In the 1840s, William Ewart, Joseph Brotherton, and Edward Edwards espoused a more democratic vision and launched a campaign to provide a system of public libraries. Brotherton and Ewart were both Liberal MPs. Edwards, however, was a Chartist and involved in the struggle for universal suffrage. A former bricklayer, he had educated himself by spending his non-working time in Mechanics’ Institute libraries, and in 1839 became an assistant in the Department of Printed Books in the British Museum.
However, when William Ewart introduced his Public Libraries Bill in 1849, he encountered considerable hostility from the Conservatives in the House of Commons. They argued that the rate-paying middle and upper classes would be supporting a service that would be mainly used by the working classes, and harked back to the old argument that: “the more education people get the more difficult they are to manage.”
After several fairly significant compromises, the Public Libraries Act became law in 1850. Due to these compromises, libraries were largely unfunded for many years and had to rely on the support of wealthy entrepreneurs. The greatest financial supporter of public libraries was Andrew Carnegie, who helped to finance over 380 libraries in Britain. It was not until 1919 that a truly comprehensive and free library service emerged.
The Democratisation of Knowledge: Cometh The Hour, Cometh The Internet!
Image: Chocolate Geek
Over the centuries, libraries experienced one common feature: they ran out of space. By 295 B.C., the library in Alexandria had run out of space for its fast accumulating collection of books. Under Ptolemy I and II, it was reported that the library housed some over 200,000 books, requiring the building of one of the world’s first ‘branch’ libraries. Like many other libraries, the Bodleian had to claim more and more space to house its growing collection.
We live today in an age of virtual storage and the wide dissemination of knowledge. With the click of a mouse, we can access a vast network of information. More importantly, information is at the fingertips of anyone who can access the internet. We are hugely indebted to the genius of the modern search engine and thanks to new social media news breaks often and fast.

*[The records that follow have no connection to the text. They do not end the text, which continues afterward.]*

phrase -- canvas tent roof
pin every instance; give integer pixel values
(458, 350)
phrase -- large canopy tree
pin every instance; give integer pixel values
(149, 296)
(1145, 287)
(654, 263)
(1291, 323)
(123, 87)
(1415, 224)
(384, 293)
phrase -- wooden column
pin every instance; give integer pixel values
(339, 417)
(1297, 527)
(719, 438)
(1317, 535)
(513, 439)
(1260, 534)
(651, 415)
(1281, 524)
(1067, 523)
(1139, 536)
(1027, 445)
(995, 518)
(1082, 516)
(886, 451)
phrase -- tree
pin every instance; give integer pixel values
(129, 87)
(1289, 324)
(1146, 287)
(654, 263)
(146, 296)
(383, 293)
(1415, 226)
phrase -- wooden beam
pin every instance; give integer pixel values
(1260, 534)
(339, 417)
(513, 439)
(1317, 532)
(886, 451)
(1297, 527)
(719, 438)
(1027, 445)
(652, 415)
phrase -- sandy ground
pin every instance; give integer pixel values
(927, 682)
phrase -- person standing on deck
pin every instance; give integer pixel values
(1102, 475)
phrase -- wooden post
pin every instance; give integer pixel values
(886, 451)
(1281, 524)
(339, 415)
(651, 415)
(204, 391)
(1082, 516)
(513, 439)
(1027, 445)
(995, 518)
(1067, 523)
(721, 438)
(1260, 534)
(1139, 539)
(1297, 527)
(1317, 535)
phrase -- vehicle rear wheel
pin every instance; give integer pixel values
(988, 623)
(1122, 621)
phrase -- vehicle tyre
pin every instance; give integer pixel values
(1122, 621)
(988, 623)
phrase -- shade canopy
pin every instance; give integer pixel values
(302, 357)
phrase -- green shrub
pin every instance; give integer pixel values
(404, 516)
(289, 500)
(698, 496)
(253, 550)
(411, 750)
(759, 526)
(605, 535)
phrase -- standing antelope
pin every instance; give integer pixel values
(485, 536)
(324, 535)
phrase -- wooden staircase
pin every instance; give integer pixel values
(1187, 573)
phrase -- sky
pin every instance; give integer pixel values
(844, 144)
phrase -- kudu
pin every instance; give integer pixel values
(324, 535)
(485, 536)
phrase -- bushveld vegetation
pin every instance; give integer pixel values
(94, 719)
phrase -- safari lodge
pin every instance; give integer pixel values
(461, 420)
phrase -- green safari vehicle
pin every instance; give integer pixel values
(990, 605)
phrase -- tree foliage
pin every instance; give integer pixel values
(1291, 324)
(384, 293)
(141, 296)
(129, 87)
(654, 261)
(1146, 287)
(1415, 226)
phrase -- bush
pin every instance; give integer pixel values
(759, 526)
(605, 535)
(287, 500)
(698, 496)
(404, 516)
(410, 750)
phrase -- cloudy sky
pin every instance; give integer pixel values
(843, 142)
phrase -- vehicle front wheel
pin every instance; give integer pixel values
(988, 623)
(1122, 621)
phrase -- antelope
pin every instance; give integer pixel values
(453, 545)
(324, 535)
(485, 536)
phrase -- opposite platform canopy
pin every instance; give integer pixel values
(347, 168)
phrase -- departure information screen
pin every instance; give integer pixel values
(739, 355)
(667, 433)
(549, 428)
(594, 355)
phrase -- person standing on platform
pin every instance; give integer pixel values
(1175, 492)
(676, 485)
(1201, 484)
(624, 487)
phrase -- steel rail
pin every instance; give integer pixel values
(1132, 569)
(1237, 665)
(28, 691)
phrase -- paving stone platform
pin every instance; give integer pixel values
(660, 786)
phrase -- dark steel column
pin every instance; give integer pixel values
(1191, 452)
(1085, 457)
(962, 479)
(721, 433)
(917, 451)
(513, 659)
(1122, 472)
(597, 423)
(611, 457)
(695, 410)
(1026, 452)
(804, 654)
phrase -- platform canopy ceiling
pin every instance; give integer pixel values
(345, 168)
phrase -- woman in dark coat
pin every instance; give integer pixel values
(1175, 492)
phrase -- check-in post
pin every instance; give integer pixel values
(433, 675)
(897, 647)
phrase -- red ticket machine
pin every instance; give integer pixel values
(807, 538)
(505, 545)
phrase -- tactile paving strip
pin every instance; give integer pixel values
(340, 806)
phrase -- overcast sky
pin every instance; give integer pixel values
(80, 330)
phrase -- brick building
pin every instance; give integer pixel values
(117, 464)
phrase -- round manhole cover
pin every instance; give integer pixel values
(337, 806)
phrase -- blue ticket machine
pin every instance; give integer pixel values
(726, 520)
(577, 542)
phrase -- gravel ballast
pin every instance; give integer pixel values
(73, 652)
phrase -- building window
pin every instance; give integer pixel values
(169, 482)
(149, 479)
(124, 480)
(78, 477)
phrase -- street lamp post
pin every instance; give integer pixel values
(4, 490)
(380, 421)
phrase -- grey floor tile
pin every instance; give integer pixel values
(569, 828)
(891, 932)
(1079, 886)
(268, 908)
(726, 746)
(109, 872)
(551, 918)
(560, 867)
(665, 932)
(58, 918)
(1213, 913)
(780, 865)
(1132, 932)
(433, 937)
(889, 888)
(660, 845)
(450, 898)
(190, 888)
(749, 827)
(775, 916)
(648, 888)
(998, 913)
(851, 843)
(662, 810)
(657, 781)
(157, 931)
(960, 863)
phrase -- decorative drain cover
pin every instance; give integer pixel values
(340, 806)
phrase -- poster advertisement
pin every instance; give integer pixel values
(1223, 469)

Most national libraries and many branch libraries have developed a network of access to books and manuscripts. Work that used to take months or even years to compile can be found swiftly and easily. Those who used to find public libraries forbidding now explore the virtual world with confidence and equality.
But not all is rosy: global access to knowledge and information still remains a dream for many of those who live in poor and developing countries. The next challenge must be to ensure that they too gain access to the riches of the virtual world because for those of us who are already connected, it truly has been life changing.